Pleistovultur Temporal range: Late Pleistocene to Early Holocene

Scientific classification
- Kingdom: Animalia
- Phylum: Chordata
- Class: Aves
- Order: Accipitriformes
- Family: Cathartidae
- Genus: †Pleistovultur Alvarenga et al., 2008
- Species: †P. nevesi
- Binomial name: †Pleistovultur nevesi Alvarenga et al., 2008

= Pleistovultur =

- Genus: Pleistovultur
- Species: nevesi
- Authority: Alvarenga et al., 2008
- Parent authority: Alvarenga et al., 2008

Extinct genus of birds

Pleistovultur is an extinct genus of large New World vulture from the Late Pleistocene or Early Holocene of South America.
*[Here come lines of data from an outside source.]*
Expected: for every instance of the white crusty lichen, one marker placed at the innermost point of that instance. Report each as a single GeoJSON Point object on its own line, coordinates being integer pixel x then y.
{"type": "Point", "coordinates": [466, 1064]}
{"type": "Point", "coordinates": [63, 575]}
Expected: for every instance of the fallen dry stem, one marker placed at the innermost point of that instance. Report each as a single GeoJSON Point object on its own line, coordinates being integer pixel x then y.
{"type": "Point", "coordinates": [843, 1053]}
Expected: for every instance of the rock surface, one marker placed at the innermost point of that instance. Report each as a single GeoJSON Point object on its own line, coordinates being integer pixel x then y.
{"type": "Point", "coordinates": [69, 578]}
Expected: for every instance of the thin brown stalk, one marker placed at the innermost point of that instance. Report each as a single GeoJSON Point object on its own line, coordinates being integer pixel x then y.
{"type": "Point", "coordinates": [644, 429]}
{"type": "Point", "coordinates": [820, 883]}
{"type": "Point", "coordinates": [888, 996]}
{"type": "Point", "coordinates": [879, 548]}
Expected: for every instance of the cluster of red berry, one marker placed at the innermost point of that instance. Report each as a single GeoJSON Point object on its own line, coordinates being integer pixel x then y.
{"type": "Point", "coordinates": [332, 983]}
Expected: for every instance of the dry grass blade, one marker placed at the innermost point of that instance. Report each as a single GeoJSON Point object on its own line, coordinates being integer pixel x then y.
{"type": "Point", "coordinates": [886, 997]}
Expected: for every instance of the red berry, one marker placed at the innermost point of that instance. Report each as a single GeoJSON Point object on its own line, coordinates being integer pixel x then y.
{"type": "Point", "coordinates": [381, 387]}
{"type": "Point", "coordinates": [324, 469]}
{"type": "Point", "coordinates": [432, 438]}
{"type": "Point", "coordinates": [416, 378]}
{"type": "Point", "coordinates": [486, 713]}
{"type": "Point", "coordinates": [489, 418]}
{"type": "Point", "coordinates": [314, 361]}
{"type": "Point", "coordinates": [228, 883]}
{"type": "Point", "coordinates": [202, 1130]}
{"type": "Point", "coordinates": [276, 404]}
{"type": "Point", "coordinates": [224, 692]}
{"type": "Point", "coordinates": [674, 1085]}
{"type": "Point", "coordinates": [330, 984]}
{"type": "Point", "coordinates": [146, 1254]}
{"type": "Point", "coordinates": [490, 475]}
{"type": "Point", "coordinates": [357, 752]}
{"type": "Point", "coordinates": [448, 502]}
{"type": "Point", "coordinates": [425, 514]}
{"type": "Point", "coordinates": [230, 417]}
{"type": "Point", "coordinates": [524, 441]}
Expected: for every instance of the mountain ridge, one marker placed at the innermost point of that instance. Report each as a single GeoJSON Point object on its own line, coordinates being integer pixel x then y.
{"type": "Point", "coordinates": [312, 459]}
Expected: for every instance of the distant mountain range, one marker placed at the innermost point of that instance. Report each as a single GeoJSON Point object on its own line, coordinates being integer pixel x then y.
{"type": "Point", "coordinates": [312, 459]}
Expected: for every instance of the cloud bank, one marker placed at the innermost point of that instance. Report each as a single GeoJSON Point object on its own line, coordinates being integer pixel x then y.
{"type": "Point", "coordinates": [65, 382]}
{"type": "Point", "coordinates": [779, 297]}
The type species P. nevesi was described based in a complete and well preserved right tibiotarsus from the Cuvieri cave deposits in Lagoa Santa region in Minas Gerais state, Brazil. It was larger than Sarcoramphus papa, but smaller than Vultur gryphus.

== Diet ==
P. nevesi is assumed to be a scavenger, like other New World vultures. In 2025, researchers completed the first isotopic analysis of bones found at Lajedo de Soledad, Brazil, which indicated that Pleistovultur fed primarily on animal carcasses in open areas.